Anyway a kind of mania had gripped me by this point. All thoughts of funny books had escaped me. I left the shop with a book by Jonathan Sacks (not funny), a copy of The Idler (funny) and a frightful headache. I should stress that I did remember to pay first -just about. I crawled up the road wondering why on earth people invariably suggest you get out the house to cheer yourself up because I tried and now I'm hopping mad. So much so that I'm too overwrought to read.
Cheerio
4 comments:
Just about pissed myself reading this post - I get it exactly: fucking humans are a blight.
You think it's bad in Glasgow - I now look back fondly at all of that pretentious twattery - you want to hear the inane bullshit this lot come up with. Thank god I don't have the self confidence to commit murder.
Suffice to say I will return to your blog for further pick-me-ups.
Ah yes, the 'humour' section. Who's humour? Certainly not mine and by the sounds of it not yours either. I'm thinking maybe people who like Joe Pasquali.

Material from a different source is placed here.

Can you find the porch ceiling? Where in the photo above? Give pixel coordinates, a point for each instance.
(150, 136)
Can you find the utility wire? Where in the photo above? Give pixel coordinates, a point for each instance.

I did buy a rather fine coffee table job the other week there in Waterstones. It's about graffiti artists in Brazil. Some of the stuff is utterly awe inspiring. Conveniently forgetting to read the slightly wanky text, I've spent a fair few hours just gazing at the brilliant photos.
What a post! The horror that is these bookshops encapsulated perfectly.
I'm going to go and order all my books for the year via mail order :)
You have it exact! Bookshops used to be great places. There’s a big one in Inverness that still is. The one in Sauchiehall Street with the couches and the coffee shop however, will give a normal person hives. No one knows why lower middle class people having coffee in a bookshop should cause this but it does. Some of the most pleasurable long-term purchases can be had in the non fiction section of the remainder shops. Not Bargain Books, the other one.